Marking is not required, but it is advisable to prove marking in order to recover damages in an infringement action.
Anyone without authority from the patent holder who makes, uses, imports or sells the patented invention in the U.S. during the life of the patent is considered to “infringe” the patent and may be liable for damages.
Once a patent is issued, some form of enforcement against infringers is usually necessary. One strategy is to notify potential infringers and offer them a license in exchange for royalties. If it becomes necessary to file a lawsuit against an infringer, the patent owner may obtain an injunction against continued infringing activity, as well as damages.
Damages may be based on lost profits caused by the infringing activity or a reasonable royalty. A patent owner may also be awarded treble damages (three times the amount of compensatory damages) if the infringer is found to have willfully infringed. The patent owner may also seek its costs and attorneys’ fees in exceptional circumstances.

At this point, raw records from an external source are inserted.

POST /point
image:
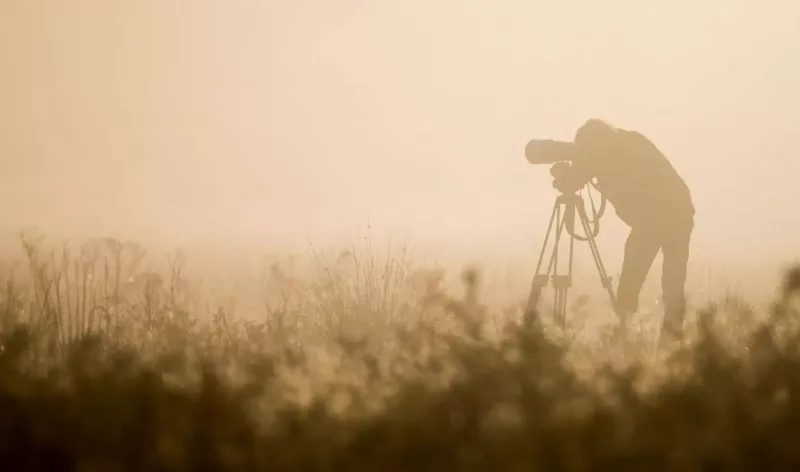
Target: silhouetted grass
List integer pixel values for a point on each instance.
(150, 387)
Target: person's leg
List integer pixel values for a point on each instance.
(673, 279)
(640, 252)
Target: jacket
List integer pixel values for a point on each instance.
(637, 179)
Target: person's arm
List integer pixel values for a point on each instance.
(571, 179)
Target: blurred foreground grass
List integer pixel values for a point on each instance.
(98, 372)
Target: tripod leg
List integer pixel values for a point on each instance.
(540, 280)
(605, 280)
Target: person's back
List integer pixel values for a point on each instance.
(638, 180)
(648, 195)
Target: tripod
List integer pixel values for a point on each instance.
(563, 216)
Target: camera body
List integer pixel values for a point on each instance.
(559, 170)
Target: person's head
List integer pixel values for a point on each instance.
(595, 135)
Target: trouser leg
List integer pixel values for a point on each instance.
(673, 279)
(640, 252)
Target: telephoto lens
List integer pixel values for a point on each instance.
(549, 151)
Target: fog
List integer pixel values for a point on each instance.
(282, 122)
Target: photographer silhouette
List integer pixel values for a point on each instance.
(649, 196)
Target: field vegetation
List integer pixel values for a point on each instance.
(369, 362)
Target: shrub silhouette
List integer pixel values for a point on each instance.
(174, 395)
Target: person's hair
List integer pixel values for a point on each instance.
(594, 131)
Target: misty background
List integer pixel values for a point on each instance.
(275, 123)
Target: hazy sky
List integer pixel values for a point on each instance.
(276, 119)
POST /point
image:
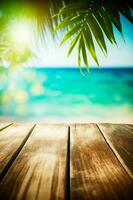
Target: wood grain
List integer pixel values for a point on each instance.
(4, 125)
(11, 139)
(39, 171)
(120, 138)
(95, 171)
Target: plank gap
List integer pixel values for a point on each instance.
(15, 155)
(115, 152)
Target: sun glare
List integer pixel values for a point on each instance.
(21, 32)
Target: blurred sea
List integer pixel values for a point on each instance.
(63, 94)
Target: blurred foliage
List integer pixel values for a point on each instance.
(85, 23)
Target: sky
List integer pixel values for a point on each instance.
(52, 54)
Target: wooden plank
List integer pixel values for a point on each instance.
(95, 171)
(120, 138)
(11, 140)
(39, 171)
(4, 125)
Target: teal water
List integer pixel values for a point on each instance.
(63, 94)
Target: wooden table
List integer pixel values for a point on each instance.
(61, 162)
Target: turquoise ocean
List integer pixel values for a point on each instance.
(63, 94)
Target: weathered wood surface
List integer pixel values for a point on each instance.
(95, 171)
(11, 140)
(39, 171)
(4, 125)
(55, 162)
(120, 138)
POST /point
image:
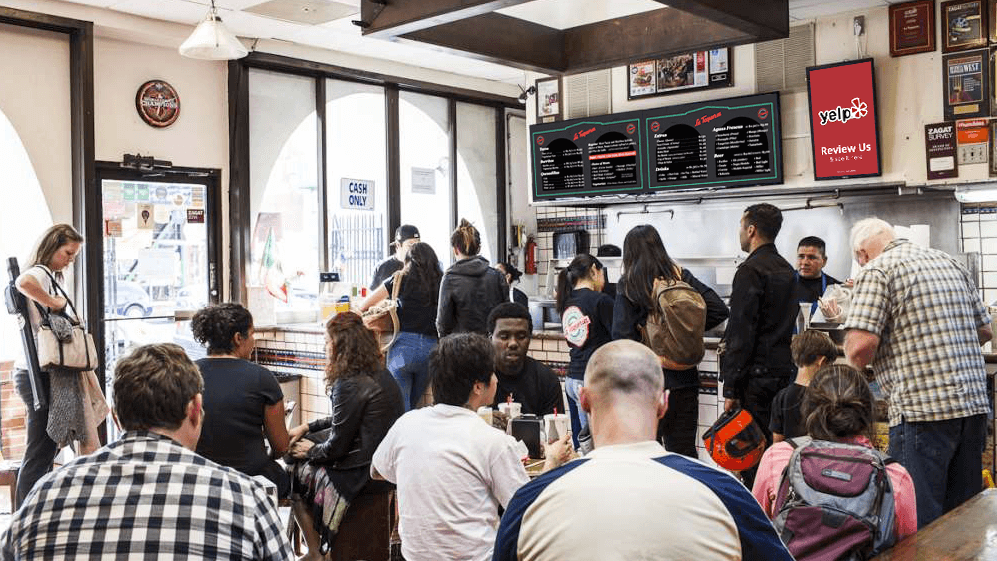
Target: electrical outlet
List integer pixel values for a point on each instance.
(973, 153)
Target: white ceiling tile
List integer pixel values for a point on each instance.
(565, 14)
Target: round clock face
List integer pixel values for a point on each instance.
(157, 103)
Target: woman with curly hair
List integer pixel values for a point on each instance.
(337, 450)
(240, 397)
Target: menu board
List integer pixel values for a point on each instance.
(724, 143)
(588, 157)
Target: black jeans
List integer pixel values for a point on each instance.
(40, 450)
(677, 429)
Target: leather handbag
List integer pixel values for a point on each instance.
(382, 318)
(62, 341)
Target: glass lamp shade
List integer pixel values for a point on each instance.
(211, 40)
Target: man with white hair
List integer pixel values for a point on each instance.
(918, 320)
(629, 498)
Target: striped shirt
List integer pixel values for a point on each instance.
(146, 497)
(923, 306)
(636, 501)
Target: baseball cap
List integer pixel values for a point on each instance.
(406, 232)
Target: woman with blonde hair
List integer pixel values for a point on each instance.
(336, 451)
(470, 288)
(40, 282)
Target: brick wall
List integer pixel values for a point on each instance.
(13, 415)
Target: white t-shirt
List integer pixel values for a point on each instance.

It should be noted that, although issued patents are presumed to be valid, a patent may be invalidated in a lawsuit if there are grounds to establish that the patent was somehow wrongfully obtained (e.g., not novel).
In most countries, periodic maintenance and renewal fees are required to keep a patent in force. For a USPTO-granted patent, maintenance fees must be paid every four years through the life of the patent or the patent becomes abandoned.
Licensing the Patent
As discussed above, a patent may be licensed to another or several others, and standard contract law governs these agreements. A patent owner is often able to generate revenues by licensing patents to others. If the owner of a patent is unable to satisfy the needs of the entire market for the patent, for example, the owner may license the patent to others to fully exploit the value of the patent.
Many social sector organizations may decide that, in order to advance their social mission they do not want to obtain exclusive rights to their inventions. They would rather make their invention(s) available to everyone, with the goal of getting the invention into the hands of as many people as possible who can benefit from it. Some social sector organizations decide to provide a royalty-free license of their invention to other social sector organizations.
Rights to Patented Inventions
Disputes sometimes arise between employers and employees over the rights to inventions made by employees during the course of employment. To avoid this situation, employers often require employees to sign agreements under which each signing employee agrees that all rights to any invention made by the employee during the term of employment will belong to the employer.
Additional information about patents can be found at www.uspto.gov.